LLM’s daarentegen zijn statistische machines. Ze “bedoelen” niets. Ze echoën, synthetiseren en projecteren patronen. Hun fouten zijn algoritmisch. Onze fouten zijn onthullend. En dat verschil is geen tekortkoming – het is een aanwijzing om dieper te kijken.

Betekenis versus vorm

LLM’s laten ons een vorm van cognitie zien die losstaat van biografie – ze simuleren denken zonder denker.

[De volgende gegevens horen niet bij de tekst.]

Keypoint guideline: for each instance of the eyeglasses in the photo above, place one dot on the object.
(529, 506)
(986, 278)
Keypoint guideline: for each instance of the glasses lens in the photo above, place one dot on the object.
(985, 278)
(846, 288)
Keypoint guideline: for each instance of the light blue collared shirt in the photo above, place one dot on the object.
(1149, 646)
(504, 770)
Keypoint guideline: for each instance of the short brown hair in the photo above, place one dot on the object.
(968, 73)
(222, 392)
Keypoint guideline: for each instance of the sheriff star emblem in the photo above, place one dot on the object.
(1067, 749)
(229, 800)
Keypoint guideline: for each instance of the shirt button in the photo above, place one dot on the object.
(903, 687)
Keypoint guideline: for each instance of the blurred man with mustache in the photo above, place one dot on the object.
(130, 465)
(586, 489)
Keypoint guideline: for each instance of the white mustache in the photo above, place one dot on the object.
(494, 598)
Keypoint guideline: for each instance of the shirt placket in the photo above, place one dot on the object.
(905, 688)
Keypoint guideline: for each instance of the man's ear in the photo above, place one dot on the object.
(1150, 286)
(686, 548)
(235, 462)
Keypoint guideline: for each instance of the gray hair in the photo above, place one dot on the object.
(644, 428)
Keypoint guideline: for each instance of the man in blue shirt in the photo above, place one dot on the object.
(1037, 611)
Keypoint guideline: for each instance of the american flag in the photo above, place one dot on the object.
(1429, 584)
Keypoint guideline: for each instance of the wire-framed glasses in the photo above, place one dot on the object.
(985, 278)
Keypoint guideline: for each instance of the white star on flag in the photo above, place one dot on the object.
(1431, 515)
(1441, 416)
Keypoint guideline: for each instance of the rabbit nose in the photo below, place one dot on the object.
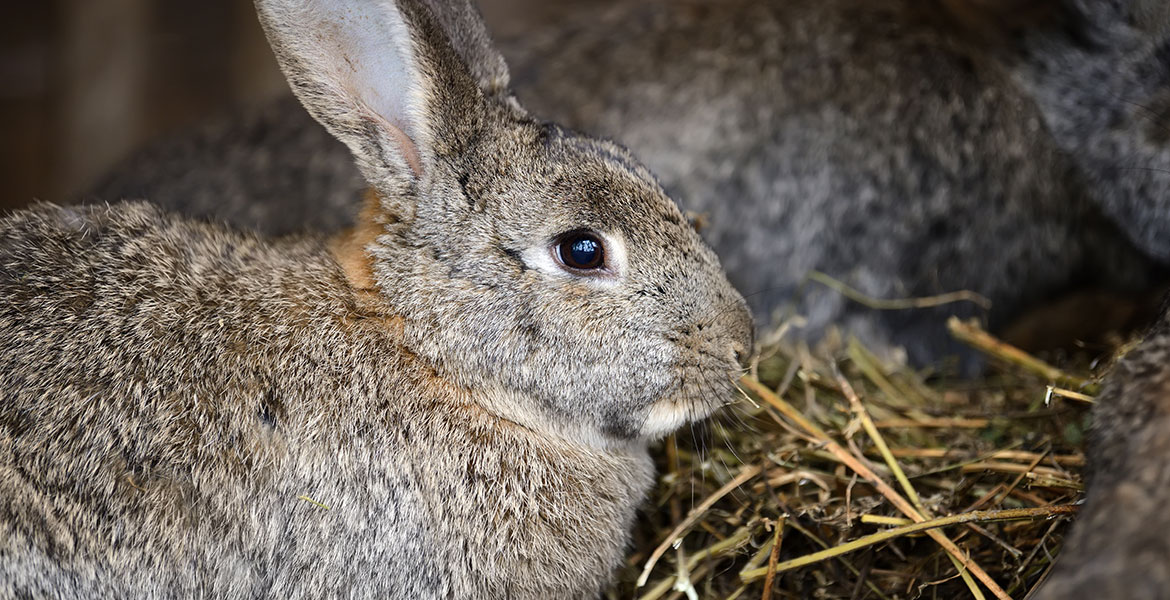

En dat roept een diepere vraag op:

Als een systeem intelligente taal kan genereren zonder geheugen, gevoel of identiteit – wat beschouwen we dan eigenlijk als denken?

Zeggen dat mensen niet denken zoals LLM’s is geen bewijs van superioriteit. Het erkent dat onze cognitie belichaamd, intentioneel en gelaagd is. Die van LLM’s is statistisch, emergent en vloeibaar. En misschien moeten we, gezien deze kloof, onze neiging om LLM’s als menselijke denkers te beschouwen, heroverwegen.

LLM’s storten in tot vorm. Mensen storten in tot betekenis.

Als Yuval Harari zich hierover zou uitspreken, zou hij LLM’s zien als het volgende hoofdstuk in het menselijke verhaal – een verschuiving van Homo sapiens, de betekenisgever, naar Homo statisticus, de patroonherkenner. Malcolm Gladwell zou misschien zoeken naar het kantelpunt: dat moment waarop de dobbelstenen van een machine het voorgevoel van een dichter overtreffen.

Hoe dan ook, Schrödingers Woord weerspiegelt een verschuiving van betekenis – ooit ons domein – die nu danst op een probabilistische melodie.

In Schrödingers wereld vreesden we de waarheid nooit te kennen. In Schrödingers woord ontdekken we dat waarheid misschien altijd al meervoudig was – een spectrum aan waarschijnlijkheden, wachtend op een stem die de vraag stelt.